Coming out next week in The Telegraph is a piece I’ve written about how large companies are preparing for The Apprenticeship Levy – a 0.5 per cent tax that all companies with a turnover of £3 million per year will have to pay from April 2017 to invest in apprenticeships and training.

As part of the feature I attended a roundtable sponsored by BAE Systems to discuss how big companies like the BBC, Network Rail and Airbus are gearing up towards the changes by aligning their apprenticeships to government approved schemes.

Once the levy is paid and the apprenticeships approved, companies will then be eligible to ‘draw down’ the funding from their digital accounts within 18 months. They will also be entitled to a further 10% top up payment from the Government.

I think it’s generally a good idea and might well encourage talented people to go straight into industry who may otherwise have been put off by the thought of having to go to University and accumulating massive debts in the process (average graduate debt is now over £45,000).

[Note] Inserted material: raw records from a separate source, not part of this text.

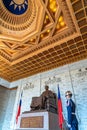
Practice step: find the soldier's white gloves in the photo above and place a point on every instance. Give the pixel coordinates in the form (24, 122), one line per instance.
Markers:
(69, 126)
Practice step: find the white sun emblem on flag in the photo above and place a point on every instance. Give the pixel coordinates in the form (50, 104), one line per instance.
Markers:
(18, 4)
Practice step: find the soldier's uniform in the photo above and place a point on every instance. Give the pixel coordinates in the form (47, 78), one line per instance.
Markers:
(72, 120)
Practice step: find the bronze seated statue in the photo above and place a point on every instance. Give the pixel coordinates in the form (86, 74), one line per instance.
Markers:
(47, 100)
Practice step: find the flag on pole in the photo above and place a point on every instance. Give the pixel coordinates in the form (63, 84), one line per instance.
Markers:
(19, 108)
(60, 110)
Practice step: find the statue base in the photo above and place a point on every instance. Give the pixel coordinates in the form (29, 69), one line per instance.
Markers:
(38, 120)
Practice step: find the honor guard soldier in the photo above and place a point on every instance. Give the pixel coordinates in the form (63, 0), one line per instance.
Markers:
(72, 120)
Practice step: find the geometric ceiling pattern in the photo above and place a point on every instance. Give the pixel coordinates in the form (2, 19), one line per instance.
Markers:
(36, 36)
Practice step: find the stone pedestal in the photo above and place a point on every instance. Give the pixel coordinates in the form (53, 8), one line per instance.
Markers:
(38, 120)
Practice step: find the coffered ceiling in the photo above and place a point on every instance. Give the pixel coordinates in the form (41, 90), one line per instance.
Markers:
(39, 35)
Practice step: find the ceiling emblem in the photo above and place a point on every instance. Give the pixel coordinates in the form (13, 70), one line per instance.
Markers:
(17, 7)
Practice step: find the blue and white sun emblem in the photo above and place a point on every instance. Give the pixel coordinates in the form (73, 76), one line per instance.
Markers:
(17, 7)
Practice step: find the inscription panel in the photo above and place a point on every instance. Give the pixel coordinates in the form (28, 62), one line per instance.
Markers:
(32, 122)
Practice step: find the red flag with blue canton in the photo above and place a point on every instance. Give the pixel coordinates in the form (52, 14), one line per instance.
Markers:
(60, 110)
(19, 108)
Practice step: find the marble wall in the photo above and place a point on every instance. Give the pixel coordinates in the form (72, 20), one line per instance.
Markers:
(69, 77)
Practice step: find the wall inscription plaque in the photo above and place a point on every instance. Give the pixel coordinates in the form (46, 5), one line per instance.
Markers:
(32, 122)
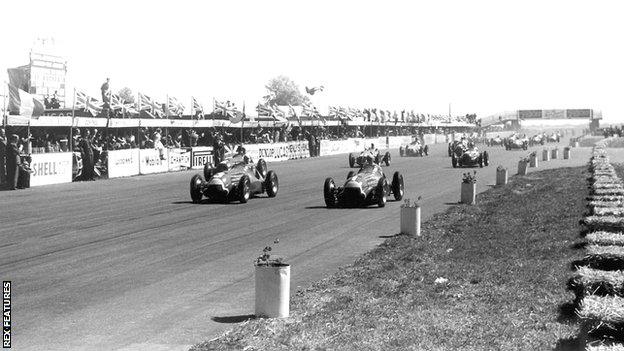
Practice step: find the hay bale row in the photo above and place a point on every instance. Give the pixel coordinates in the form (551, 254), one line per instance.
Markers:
(599, 279)
(605, 238)
(604, 312)
(589, 281)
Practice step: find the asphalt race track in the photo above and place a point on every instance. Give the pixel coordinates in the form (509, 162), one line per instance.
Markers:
(132, 264)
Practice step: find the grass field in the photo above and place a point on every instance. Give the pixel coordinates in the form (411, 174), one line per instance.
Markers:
(501, 269)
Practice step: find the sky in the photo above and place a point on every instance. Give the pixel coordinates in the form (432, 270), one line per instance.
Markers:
(478, 56)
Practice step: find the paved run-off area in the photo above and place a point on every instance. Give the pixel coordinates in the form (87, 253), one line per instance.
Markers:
(132, 264)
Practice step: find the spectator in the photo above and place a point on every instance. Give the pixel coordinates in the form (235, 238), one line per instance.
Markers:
(12, 162)
(86, 148)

However, I suspect that the levy might well come as a bit of a shock to smaller companies with around a £3 million turnover who aren’t even aware of the levy yet, let alone have begun to think how they might invest in apprenticeships over the coming months and years.

Whatever, it will certainly represent a change of focus so that going to University won’t be the only option for young people who want to get on in their chosen career.